One of the opposing arguments to gay marriage is the complaint that procreation is not possible between a same sex couple and that having children should be a main reason for a couple to marry. Although it is not anatomically possible for a same sex couple to procreate, it is also not possible for a sterile heterosexual couple to have children. Yet there are no laws prohibiting sterile couples the right to wed. Another obstacle that same sex couples face is that various religious scriptures condemn romantic relationships between members of the same sex.
These arguments are rightly debated within the churches, but there is a separation between church and state. It is well known that a majority of gays have stated that they would be satisfied with only the civil right to marry and would not pursue the right for a wedding within the church. Therefore religious arguments should not be used to reach this decision, since they have no relevance to the civil right to wed.
The definition of marriage must be extended beyond the idea that it is a union between a man and a woman. Over the course of history that definition has changed to fit the times. For centuries, marriage was considered to be a contract in which the wife was considered to be her husband’s legal property.
Later, laws were passed that allowed couples of different races to wed. Presently the definition should extend to include a union either between a man and a man or a woman and a woman.
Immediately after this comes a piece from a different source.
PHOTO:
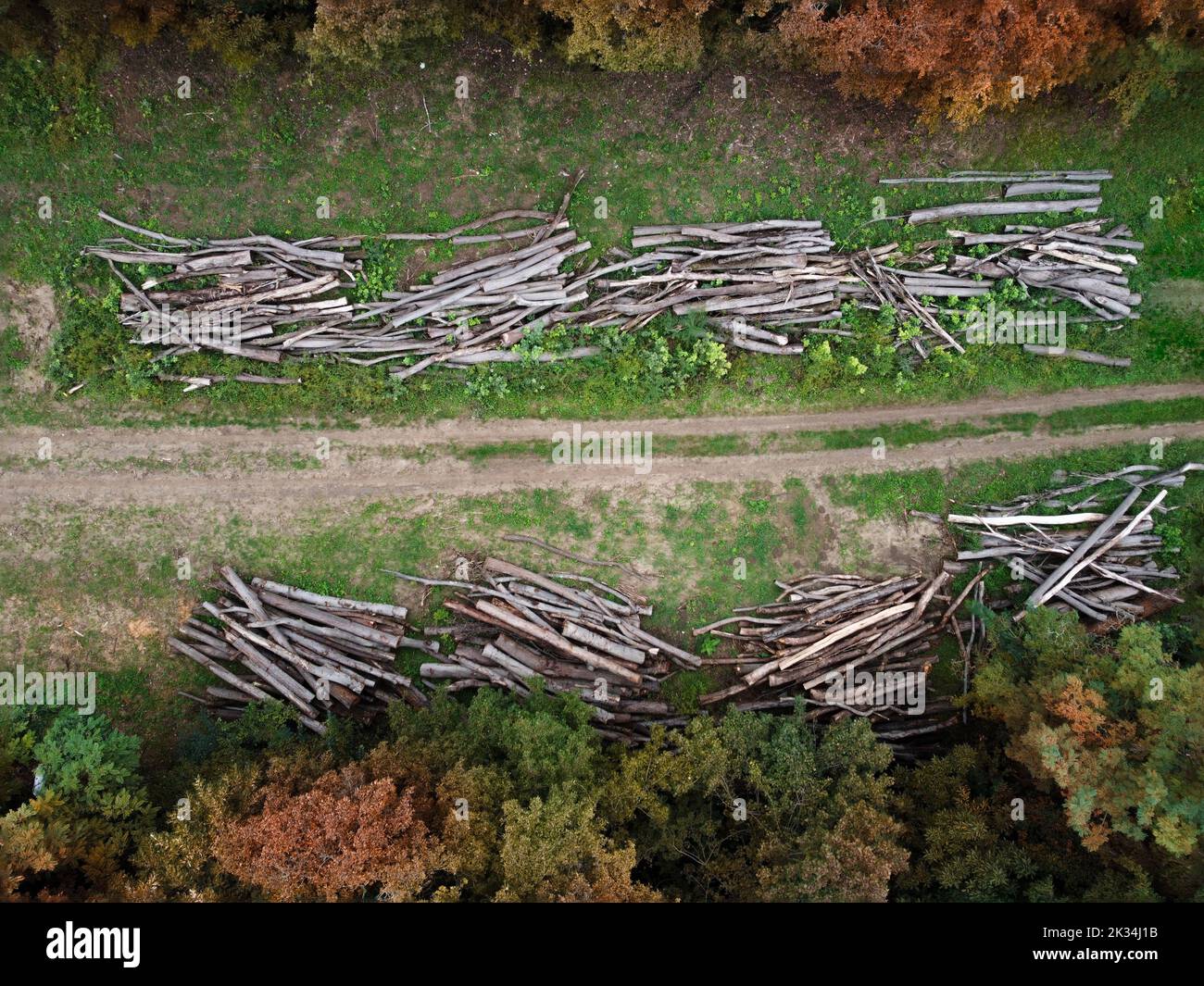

It will in no way threaten the institution of marriage and it will allow gays to receive the benefits that are now only received by heterosexual couples.
To further expand on this idea of the definition of marriage, Webster defined marriage in its Third New International Dictionary as “the state of being united to the person of the opposite sex as husband of wife b: the mutual relation of husband and wife: wedlock c: the institution whereby men and women are joined in a special kind of social and legal dependence for the purpose of founding and maintaining a family.”
(White 335) The exclusivity of these definitions to be replaced to include relationships that is not only between couples of the opposite sex. What the argument boils down to is anatomy and that seems to be a silly reason to deny a person the right to marry someone that they love. Times have changed and the government should enact laws that protect all members of society despite their sexual preference.